Catriona Kellys Buch ist eine Summe von Geschichten und Bildern zum Thema Kindheit in Russland, teilweise sehr anschaulich durch Interviews belegt. Anzumerken bleibt, dass die Zeit zwischen 1890 und 1953 über weite Strecken die ausführlichste Beachtung erfährt. Die vielen Abschnitte, in die das Buch unterhalb der Kapitelebene unterteilt ist, wirken mitunter wie Mosaiksteine, die sich jedoch nicht immer zu einem Bild zusammenfügen.
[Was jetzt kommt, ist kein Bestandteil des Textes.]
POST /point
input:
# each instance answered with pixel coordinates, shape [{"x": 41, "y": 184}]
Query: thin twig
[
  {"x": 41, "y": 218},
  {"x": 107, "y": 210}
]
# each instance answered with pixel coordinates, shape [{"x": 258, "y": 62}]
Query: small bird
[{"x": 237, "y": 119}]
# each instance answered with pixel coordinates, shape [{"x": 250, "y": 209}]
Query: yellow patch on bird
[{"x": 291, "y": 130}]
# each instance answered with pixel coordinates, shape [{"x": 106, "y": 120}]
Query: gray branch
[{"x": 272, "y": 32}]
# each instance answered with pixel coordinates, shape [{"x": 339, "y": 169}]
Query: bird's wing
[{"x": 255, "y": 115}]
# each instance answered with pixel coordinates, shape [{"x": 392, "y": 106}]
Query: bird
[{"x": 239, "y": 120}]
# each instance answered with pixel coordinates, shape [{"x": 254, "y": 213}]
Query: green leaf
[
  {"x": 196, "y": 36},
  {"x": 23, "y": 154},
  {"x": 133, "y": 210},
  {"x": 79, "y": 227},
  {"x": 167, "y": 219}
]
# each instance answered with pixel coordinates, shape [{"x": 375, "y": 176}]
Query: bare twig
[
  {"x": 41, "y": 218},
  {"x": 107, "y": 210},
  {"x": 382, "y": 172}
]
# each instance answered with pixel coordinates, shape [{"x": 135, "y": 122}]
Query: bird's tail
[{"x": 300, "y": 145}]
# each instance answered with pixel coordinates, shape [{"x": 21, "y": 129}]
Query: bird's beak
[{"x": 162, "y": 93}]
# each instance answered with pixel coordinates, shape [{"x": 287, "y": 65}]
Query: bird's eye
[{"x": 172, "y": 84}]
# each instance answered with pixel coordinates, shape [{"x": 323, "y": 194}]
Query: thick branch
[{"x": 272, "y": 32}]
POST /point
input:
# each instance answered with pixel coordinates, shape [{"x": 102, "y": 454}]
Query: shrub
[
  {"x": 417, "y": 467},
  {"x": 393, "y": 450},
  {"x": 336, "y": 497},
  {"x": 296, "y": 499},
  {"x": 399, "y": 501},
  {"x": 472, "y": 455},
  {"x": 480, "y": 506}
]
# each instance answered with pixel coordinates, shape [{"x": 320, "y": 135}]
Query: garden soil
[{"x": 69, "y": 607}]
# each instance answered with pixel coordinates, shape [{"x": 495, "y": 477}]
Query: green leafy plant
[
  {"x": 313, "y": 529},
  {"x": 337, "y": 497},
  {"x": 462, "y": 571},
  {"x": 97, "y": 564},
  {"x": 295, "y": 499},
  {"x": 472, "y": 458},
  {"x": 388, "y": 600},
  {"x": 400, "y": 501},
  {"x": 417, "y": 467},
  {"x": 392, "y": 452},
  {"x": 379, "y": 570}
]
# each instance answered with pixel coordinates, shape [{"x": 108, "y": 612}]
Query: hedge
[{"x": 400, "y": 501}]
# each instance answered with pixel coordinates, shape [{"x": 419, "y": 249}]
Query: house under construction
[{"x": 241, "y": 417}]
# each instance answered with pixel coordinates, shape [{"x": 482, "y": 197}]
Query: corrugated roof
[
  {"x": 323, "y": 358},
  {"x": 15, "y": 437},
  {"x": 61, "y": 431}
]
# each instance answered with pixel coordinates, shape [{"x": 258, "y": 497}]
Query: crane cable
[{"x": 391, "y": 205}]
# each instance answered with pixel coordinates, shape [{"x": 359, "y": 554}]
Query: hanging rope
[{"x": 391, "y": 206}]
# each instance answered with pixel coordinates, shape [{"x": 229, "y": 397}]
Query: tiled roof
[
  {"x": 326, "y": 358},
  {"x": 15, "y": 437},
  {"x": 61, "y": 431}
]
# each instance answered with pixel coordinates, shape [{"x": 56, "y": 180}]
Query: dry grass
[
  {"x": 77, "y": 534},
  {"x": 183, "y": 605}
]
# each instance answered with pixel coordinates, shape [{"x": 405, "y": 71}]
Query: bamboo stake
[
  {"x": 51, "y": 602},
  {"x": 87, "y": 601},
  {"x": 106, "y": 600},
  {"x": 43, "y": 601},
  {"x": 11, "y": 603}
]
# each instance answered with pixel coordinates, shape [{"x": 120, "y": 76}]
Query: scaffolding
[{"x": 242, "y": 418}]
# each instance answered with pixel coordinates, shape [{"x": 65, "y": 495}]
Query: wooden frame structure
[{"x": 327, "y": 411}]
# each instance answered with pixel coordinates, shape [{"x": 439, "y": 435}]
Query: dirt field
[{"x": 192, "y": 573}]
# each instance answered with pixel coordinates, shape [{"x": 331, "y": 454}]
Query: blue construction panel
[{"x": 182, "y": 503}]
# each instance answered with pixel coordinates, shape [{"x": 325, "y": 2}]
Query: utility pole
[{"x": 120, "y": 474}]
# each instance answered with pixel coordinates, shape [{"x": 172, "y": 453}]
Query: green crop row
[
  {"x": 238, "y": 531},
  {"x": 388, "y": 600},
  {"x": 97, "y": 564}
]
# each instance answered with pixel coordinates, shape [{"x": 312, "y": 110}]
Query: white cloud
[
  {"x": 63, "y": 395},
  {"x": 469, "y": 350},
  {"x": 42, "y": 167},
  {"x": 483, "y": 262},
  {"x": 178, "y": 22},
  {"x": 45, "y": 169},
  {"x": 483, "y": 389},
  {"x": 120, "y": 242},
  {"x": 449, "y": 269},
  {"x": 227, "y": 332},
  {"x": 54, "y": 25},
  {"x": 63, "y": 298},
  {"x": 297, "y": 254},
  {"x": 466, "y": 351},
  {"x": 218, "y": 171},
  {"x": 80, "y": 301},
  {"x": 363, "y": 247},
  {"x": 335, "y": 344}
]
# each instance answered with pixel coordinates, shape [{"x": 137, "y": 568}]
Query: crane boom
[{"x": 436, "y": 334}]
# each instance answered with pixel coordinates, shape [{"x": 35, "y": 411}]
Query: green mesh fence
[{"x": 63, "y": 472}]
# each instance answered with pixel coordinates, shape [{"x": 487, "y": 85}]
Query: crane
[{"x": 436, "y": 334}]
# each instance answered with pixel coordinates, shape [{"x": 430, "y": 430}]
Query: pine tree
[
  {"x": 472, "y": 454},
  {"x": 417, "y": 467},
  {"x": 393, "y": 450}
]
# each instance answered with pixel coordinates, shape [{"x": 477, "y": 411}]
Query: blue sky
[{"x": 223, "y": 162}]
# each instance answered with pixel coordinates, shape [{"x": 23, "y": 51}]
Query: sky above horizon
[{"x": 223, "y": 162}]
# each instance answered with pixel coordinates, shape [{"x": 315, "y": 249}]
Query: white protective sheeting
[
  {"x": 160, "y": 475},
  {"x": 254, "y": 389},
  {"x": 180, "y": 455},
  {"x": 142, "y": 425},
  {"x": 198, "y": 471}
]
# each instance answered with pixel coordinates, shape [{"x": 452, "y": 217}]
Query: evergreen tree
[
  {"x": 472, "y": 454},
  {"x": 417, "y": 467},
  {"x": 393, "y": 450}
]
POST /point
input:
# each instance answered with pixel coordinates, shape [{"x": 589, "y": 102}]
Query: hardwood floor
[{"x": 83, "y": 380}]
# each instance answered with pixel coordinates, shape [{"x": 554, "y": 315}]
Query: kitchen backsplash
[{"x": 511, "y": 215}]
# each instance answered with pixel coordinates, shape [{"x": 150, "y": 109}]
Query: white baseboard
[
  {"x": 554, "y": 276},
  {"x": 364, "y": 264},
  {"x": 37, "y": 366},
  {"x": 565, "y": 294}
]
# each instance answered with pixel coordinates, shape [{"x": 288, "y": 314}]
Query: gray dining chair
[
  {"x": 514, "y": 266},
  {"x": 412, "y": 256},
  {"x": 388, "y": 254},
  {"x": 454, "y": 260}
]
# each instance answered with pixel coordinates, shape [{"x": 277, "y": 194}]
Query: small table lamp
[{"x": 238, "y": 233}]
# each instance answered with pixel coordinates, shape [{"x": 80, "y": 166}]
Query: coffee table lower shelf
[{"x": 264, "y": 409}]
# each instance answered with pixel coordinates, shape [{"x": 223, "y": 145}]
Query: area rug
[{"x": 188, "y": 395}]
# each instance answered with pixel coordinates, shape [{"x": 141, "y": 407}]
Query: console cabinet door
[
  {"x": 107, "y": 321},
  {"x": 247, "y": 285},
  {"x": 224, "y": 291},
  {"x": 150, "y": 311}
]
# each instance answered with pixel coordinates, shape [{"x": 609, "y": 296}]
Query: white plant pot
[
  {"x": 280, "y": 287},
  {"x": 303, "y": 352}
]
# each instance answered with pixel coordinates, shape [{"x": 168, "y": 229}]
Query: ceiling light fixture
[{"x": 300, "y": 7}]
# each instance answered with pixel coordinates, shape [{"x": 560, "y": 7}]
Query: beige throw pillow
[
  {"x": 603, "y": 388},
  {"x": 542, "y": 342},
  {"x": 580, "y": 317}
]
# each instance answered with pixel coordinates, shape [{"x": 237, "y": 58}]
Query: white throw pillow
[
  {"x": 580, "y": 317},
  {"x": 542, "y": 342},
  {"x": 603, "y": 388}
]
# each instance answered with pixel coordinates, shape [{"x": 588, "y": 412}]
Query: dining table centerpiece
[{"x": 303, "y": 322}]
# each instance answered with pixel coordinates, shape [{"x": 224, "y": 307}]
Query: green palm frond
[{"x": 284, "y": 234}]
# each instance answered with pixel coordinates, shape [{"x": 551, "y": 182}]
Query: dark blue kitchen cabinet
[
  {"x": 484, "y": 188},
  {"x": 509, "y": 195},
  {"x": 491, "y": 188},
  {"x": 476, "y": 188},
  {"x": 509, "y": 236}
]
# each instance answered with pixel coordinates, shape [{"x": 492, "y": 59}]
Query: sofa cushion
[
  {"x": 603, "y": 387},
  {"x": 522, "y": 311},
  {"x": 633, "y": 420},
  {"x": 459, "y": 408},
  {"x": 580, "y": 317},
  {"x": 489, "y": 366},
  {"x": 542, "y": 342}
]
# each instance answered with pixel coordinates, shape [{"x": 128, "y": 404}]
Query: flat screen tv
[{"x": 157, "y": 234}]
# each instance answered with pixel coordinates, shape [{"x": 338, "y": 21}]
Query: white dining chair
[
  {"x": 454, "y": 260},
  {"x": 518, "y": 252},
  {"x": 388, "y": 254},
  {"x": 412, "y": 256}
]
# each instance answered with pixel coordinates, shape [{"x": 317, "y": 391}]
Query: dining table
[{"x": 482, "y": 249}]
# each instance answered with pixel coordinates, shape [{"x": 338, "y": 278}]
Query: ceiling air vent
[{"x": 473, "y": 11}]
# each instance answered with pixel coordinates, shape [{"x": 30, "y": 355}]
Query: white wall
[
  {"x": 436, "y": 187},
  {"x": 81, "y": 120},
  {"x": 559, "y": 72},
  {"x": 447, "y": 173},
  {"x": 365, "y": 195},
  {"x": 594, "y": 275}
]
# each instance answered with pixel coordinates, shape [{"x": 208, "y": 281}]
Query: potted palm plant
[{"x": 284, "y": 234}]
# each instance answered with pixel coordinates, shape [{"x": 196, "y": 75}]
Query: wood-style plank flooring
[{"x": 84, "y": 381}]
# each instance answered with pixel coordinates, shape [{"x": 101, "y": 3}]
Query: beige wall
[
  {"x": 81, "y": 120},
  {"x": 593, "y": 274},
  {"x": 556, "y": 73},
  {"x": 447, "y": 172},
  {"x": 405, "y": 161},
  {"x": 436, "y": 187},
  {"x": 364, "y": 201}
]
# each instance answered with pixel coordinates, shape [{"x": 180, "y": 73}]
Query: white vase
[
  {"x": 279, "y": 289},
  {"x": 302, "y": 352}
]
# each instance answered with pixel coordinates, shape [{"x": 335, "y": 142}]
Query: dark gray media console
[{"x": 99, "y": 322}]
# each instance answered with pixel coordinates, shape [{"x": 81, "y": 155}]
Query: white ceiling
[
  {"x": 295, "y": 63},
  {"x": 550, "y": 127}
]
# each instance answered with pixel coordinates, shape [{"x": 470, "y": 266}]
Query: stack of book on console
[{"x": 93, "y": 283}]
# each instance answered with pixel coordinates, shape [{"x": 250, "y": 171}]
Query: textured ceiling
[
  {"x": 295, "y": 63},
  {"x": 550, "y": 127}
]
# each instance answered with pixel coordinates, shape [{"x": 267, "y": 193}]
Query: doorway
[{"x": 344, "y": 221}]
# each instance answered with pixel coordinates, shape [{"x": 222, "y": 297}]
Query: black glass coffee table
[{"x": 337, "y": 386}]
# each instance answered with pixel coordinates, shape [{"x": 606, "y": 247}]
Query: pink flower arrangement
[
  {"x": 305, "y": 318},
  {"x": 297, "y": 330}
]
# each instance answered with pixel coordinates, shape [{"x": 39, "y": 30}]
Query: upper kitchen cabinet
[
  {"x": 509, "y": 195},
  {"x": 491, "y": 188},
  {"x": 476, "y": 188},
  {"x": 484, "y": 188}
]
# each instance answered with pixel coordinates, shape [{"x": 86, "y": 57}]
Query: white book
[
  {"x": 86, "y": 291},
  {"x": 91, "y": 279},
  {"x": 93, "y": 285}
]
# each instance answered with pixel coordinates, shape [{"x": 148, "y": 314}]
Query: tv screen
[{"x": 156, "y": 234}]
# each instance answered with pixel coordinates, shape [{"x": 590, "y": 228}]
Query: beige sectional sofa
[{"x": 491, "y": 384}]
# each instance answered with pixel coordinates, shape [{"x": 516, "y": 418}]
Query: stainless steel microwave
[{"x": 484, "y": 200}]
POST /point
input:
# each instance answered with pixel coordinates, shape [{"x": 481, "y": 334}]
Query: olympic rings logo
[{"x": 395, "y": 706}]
Dem Schlusskapitel fehlt weitgehend eine Zusammenfassung der Ergebnisse, eine Bündelung der vielen Erzählstränge. Kelly beschränkt sich auf wenige, knappe Bemerkungen zur Spezifik der sowjetischen Kindheit, die sich allerdings nur bedingt ausmachen lässt, da sich viele der beschriebenen Entwicklungen sowohl bereits im imperialen Russland andeuteten als auch in anderen nationalen Kontexten zu finden sind. Trotz der Kritik bleibt Kellys Monographie ein Meilenstein, da es ihr gelungen ist, ein zentrales Thema zu positionieren und sie durch ihr beeindruckend breit angelegtes Buch zur Arbeit an weiteren Forschungsthemen einlädt.

Anmerkungen:
1 Vgl. exemplarisch: Clementine Creuziger, Childhood in Russia. Representation and Reality, Lanham 1996; Lisa A. Kirschenbaum, Small Comrades. Revolutionizing Childhood in Soviet Russia, 1917 - 1932, New York 2001; Alla Sal'nikova, Rossijskoe detstvo v XX veke. istorija, teoriija i praktika issledovanija, Kazan' 2007, Andrew Baruch Wachtel, The Battle for Childhood. Creation of a Russian Myth, Stanford 1990.
2 Vgl. dazu: Corinna Kuhr-Korolev, Aufwachsen in Moskau. Impressionen aus distanzierter Nähe, in: kultura, 5 (2008), S. 3-8.